Whilst it is widely accepted that non-critical medical equipment items are not meant to be sterile, the impact of frequent-touch personal and medical equipment items in the transmission of infectious disease in clinical settings should be actively managed (NHMRC). In this study, students enrolled in undergraduate courses where infection control is paramount to patient health were asked to self-report their own practises, as well as swab a piece of their own equipment, to determine its cleanliness. Our results suggest that certain medical and personal equipment items are more likely to harbour microorganisms than others. Generally, items worn on the person’s body (e.g. clothes and corrective eyewear) or carried around and handled regularly throughout the day (e.g. mobile phones) were most likely to be contaminated with viable microbes, compared to items that are used irregularly or only for short periods of time in a medical context (e.g. pens, pen lights, or scissors), which can be considered to be the “cleanest”. This observation is consistent with previous reports [5]. Although we hypothesised that students who cleaned their items more regularly, or believed that following infection control guidelines was important, would have a reduced microbial load and diversity recovered from their personal medical equipment, our data does not support this. It is possible that belief does not always translate into action, and that for students who do actively clean their equipment, re-contamination occurs rapidly. Combined with our data and the knowledge that re-contamination of equipment after disinfection can occur and is correlated with hand hygiene behaviour in the clinical setting we plan to make more explicit reference to the concept of cross-contamination in future practical activities [9].

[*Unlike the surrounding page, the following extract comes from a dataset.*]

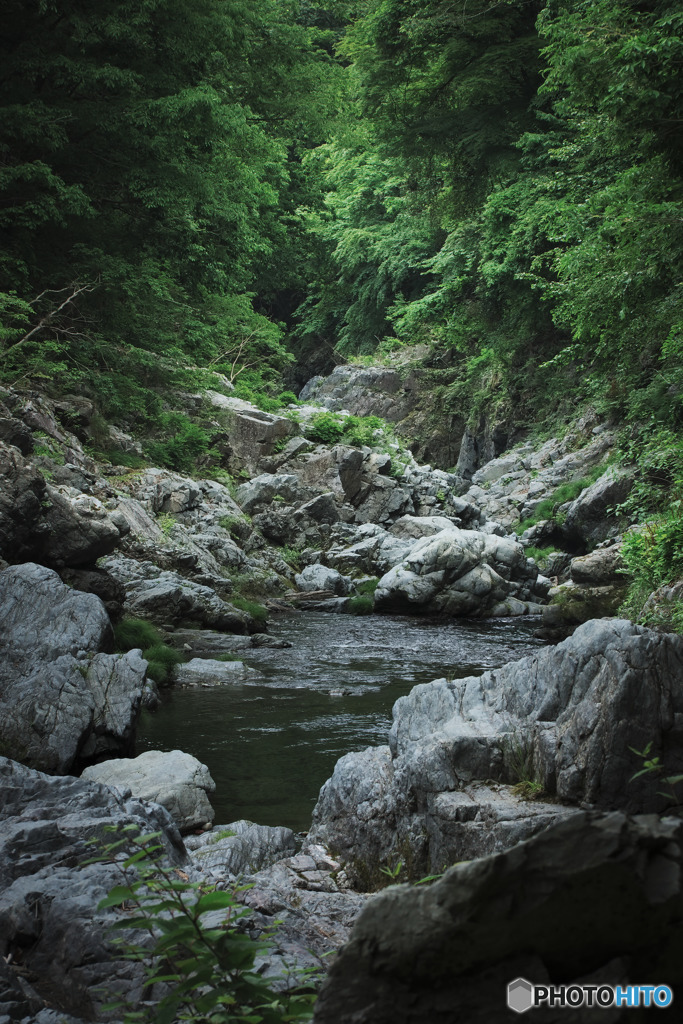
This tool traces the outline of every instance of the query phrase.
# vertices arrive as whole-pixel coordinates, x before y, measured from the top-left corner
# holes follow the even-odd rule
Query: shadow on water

Infection control practices can be improved in trainee HCWs. A limitation of this project was that we did not survey our students at the completion of the activity to assess the impact of visualising the microbiological load on personal and medical equipment items pre- and post-disinfection using a standardised survey tool. To fully evaluate this strategy as a learning activity, this aspect should be included in future research. In the absence of a post-activity survey, we analysed anecdotal evidence provided as anonymous feedback on unit learning activities, which highlighted the value and impact of the practical activity for improving infection prevention and control training in undergraduate HCW students (Supplementary Table 3). The potential benefits of delivering infection control activities where the students and their personal or medical equipment items are the subject, increases awareness and opens an avenue for discussing infection control compliance in a low-risk environment. Appropriate infection control practices that prevent the transmission of infectious organisms are critical in reducing the incidence of HAIs. These measures are the shared responsibility of every individual working in or visiting a healthcare facility, including trainee HCWs. The number of preventable HAIs has been reduced as a result of improved campaigns targeting HCW compliance with infection control procedures such as hand hygiene [4, 17]. The data generated by this study has the potential to impact industry practice and improving compliance through increased awareness of deficits in student HCW hygiene behaviours related to personal medical equipment.

Conclusions

Student perceptions of infection control procedures do not always correlate with infection control practice. This project utilised an inquiry-based approach to enable clinical sciences students to analyse their own personal and medical equipment items as potential vectors for the transmission of infectious diseases. The data generated by this project created an impetus for focus on infection prevention and control as part of quality care, and in our cohort translated to improved risk assessment of infectious disease transmission opportunities and understanding of the invisible world of microbiology, and increased compliance with infection prevention and control strategies such as hand hygiene, and PPE selection and correct donning/doffing procedures over the duration of the unit. Infection control education of undergraduate healthcare students requires the inclusion of practical microbiology activities to ensure successful translation into clinical practice.